I just noticed a strange effect recently; it’s kind of out-there, but I thought I’d describe it in tortuous detail and see if anyone else has any similar experience, to see if it’s just my personal weirdness or a phenomenon common to many humans haha.
After decades of picking from the wrist with a locked thumb (i.e. no motion whatsoever in the thumb or finger joints), I just recently experimented with adding some amount of thumb-index finger motion (while the wrist is still moving, just less because the thumb-index adds some additional movement in the same direction so I need less wrist.)
Here’s the really weird part: mentally, the tempo of the song or metronome seems to slow down maybe 25% in my perception as I play this way. Not that I lose the beat, but that suddenly… I have time to think between notes, for example at 160BPM four-notes-per-beat.
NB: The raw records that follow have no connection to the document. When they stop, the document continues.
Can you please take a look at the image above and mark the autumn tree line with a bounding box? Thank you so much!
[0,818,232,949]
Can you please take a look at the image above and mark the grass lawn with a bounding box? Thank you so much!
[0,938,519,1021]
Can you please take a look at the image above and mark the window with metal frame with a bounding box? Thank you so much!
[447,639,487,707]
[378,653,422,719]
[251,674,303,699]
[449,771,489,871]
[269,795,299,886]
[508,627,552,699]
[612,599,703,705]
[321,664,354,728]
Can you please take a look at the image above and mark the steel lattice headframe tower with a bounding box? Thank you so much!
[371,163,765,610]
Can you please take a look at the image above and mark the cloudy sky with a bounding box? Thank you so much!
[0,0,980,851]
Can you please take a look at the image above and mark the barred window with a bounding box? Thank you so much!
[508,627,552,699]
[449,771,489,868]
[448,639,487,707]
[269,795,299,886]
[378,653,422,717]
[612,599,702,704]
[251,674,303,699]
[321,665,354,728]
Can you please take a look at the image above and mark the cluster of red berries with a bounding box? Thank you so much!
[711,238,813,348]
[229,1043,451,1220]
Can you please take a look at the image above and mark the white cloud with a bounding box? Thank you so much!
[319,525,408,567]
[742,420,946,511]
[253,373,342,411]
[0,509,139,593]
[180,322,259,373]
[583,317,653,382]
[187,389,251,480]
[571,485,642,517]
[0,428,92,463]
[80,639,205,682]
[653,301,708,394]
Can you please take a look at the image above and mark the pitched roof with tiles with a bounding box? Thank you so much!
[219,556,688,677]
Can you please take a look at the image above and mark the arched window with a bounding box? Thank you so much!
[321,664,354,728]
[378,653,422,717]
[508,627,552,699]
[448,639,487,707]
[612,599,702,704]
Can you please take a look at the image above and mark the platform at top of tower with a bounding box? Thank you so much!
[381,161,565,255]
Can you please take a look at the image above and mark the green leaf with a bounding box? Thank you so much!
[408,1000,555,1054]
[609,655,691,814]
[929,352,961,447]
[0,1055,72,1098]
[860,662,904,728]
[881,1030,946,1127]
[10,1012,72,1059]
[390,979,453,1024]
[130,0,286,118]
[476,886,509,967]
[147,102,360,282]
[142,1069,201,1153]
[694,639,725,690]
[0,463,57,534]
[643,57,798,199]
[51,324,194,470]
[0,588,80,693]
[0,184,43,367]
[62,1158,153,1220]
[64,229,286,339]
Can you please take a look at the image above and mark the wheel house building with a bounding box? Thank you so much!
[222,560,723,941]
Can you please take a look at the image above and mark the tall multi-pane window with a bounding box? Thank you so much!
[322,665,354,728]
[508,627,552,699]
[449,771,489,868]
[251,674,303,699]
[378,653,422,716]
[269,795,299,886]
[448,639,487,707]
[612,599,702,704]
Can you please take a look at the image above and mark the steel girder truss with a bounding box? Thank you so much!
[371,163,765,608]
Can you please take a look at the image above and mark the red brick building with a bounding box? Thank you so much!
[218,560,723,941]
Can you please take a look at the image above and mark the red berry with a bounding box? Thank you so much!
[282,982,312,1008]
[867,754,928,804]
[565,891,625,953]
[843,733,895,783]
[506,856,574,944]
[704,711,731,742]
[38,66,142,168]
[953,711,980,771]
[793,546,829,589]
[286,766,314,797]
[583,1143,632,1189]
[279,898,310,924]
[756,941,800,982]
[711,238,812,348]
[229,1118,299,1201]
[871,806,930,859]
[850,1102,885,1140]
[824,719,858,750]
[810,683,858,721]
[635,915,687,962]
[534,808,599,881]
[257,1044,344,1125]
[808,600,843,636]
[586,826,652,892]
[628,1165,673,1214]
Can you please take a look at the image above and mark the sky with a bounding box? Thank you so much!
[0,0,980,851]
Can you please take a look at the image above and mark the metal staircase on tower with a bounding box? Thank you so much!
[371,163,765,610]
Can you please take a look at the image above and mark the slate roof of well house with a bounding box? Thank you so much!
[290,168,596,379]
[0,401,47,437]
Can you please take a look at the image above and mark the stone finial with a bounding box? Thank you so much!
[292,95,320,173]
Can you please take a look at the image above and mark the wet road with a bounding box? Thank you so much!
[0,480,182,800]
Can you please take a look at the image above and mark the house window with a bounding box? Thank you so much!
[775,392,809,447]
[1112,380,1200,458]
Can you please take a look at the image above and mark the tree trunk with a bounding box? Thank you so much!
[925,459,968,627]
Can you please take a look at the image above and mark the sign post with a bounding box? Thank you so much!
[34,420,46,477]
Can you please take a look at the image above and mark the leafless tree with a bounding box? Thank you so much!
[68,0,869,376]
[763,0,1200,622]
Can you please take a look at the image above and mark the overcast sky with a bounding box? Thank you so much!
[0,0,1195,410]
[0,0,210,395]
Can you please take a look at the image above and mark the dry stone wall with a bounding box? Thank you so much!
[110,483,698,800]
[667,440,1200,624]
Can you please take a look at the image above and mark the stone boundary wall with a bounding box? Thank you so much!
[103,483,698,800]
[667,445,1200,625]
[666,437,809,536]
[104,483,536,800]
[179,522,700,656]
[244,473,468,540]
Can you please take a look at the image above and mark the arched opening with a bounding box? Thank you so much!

That I think, “oh, on that last note the pick dug a little too deep, let me get my pick ready near this next string for the upstroke, but maybe this one I’ll do a little shallower, okay, that was better, now for the next note…” (I’m exaggerating the magnitude of the mental effect, but that’s the idea).
But then, if I switch back to wrist-only picking, sure I can move fast, but mentally, 160 BPM feels like a friggin’ blur, where I can’t really tell what’s going on and I can only hope and pray my muscle memory gets me through the group of notes, and I have to rely on mentally breaking the sequence into chunks of notes because my conscious, non-muscle-memory brain can’t keep up with the notes individually; I can only actively think about every other or every fourth note.
To be clear, I’m not saying I can physically pick faster with thumb/index movement; in fact, I’m pretty sure my top tremolo speed is slower. But what’s weird is the mental effect, that I have time to think between notes, and that does tend to make me play cleaner and more musically, and it’s more enjoyable, haha, to be that person moving that pick rather than a spectator watching my muscle memory do some blurry thing.
I’m intentionally exaggerating the effect in order to convey it in words. It’s not as huge effect as I’m describing, it’s more subtle, but it basically makes 160 BPM feel more like 120 BPM, mentally, letting me feel like everything’s that much more under control and more detailed, with fewer mistakes, which is a pretty big deal. Feels great.
I have found this very repeatable but a bit bewildering, haha. I have an out-there theory, which might be loco, but it goes like this: Smaller muscles are connected to neurons, in the arm and in the brain, that are more attuned to quicker movements. Just like how a hummingbird can do some insanely fast reactive movements compared to a giraffe. Not just that the hummingbird can move faster, but it can think faster, like, “on this next flap next millisecond, I’ll alter the wing angle to twist me a bit to the next blossom”, haha, whereas a giraffe has absolutely no need for neurons that can process or plan physical motions that fast. It’s almost like the hummingbird (though its neurons are based on the same structures and physiochemistry as the giraffe’s neurons), has neurons that just are tuned to manage movements on a faster timescale, both in the body and in the brain.
So, my crazy theory is that the fine-motion, very small muscles controlling finger motions like writing with a pencil are connected to neurons that are more attuned to slightly faster actions, i.e. on a bit faster timescale, including also the neurons in the brain that those finger peripheral nerves connect to. My brain can just think faster about those finger movements. The significantly larger bundles of muscles in my forearm driving the wrist are, in contrast, connected to neurons in my brain that think a bit slower about motion, i.e. planning it, executing it, analyzing it. By adding finger and thumb motion to partially control the pick height, angle, speed, somehow that brings into play different parts of my motor brain (sure, they are right adjacent to the parts of my brain that control my wrist) that think about motion a bit faster.
Here’s another experiment: set a metronome at 110 BPM, and try to stand up and “run” in place four steps per beat like a crazy fitness drill. I can just barely do it, but more importantly, mentally, everything feels like a rushed blur, where I can’t sense anything or process any of the individual foot sensations in each step; it’s all I can do to just keep those giant muscle groups in time. Then, with the metronome still at 110 BPM, set your hands on the table top and tap the same beat with the tips of your index fingers using your finger muscles. Of course it’s easier, and your fingers are quicker, but more than that, mentally, I find I can think so much more about how each strike feels on my fingertip, left, then right, the left, then right. I can feel the motion to raise them, then the motion to lower them, then wait for the next one. I can for example, tap the fingertips so each strike touches in a different place in a repeating sequence, no problem. Mentally, it just feels like there’s so much more time in between the strikes, even though the metronome has not changed.